The dog has been at it for a while now, and the avocado goodness continues to spread.
"The earliest of Diller's trees are just starting to bear fruit," Moser said. "I know the folks that have them will think of him every time they harvest. It's the sort of thought that makes you smile when it crosses your mind, you know?"
As for Diller?
"I think he knows he's doing something special."
It's important to note that your pups probably shouldn't be entrusted to do what Diller does with whole avocados — but it's probably fine to let them have a slice.
"As a board-certified veterinary specialist in emergency/critical care and toxicology, I get asked if avocados are poisonous to dogs or not. Don't spread the hype — avocado is not poisonous to dogs!" Dr. Justine Lee, a consultant for the ASPCA, told The Dodo. "While it is highly poisonous to certain species (e.g., birds, sheep, etc.), the persin within the avocado fruit doesn't pose a poisoning threat to dogs."
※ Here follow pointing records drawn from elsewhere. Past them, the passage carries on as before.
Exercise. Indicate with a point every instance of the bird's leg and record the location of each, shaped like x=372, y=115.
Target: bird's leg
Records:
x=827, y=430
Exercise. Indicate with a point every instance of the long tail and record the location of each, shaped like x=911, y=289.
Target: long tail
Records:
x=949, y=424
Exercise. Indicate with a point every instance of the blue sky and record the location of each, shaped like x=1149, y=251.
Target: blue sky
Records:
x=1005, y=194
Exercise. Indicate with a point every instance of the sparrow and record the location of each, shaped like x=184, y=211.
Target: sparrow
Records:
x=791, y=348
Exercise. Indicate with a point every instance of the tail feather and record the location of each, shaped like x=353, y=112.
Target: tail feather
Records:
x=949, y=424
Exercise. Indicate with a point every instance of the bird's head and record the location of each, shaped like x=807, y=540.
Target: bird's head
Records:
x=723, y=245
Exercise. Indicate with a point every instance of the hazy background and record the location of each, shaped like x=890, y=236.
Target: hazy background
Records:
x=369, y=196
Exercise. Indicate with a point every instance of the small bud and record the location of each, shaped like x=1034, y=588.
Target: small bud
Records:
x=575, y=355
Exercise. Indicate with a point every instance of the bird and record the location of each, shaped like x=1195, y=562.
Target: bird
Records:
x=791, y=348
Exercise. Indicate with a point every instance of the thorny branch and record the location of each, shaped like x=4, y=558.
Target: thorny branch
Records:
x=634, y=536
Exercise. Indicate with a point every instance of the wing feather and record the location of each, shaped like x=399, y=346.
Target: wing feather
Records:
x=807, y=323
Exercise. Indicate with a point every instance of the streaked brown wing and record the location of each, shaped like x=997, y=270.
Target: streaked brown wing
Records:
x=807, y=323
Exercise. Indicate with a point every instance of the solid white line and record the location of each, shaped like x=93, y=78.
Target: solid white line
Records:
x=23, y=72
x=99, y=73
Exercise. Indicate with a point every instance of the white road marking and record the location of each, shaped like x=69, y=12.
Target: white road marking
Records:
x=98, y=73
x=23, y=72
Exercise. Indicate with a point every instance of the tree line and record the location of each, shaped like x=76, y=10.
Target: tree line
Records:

The real threat to dogs from avocados is actually the pit. Those are a serious choking hazard and, if ingested, could become lodged in a dog's stomach or intestines. Thankfully, Diller has never had a problem handling pits, and his owner is aware of the danger.
"I would never let a dog that I didn't know was a methodical eater have a whole avocado," Moser said. "I trust Diller because I know him. He's getting to be an old man dog nowadays, and we've never had any trouble with him even thinking about eating a pit."
So, according to Dr. Lee, yes — other dogs can enjoy the fruits of Diller's delicious labor in moderation. (Too much can cause an upset stomach.)
"No need to take the guacamole bowl away from your dog entirely," Lee said. "When in doubt, contact the ASPCA Animal Poison Control Center for lifesaving advice!"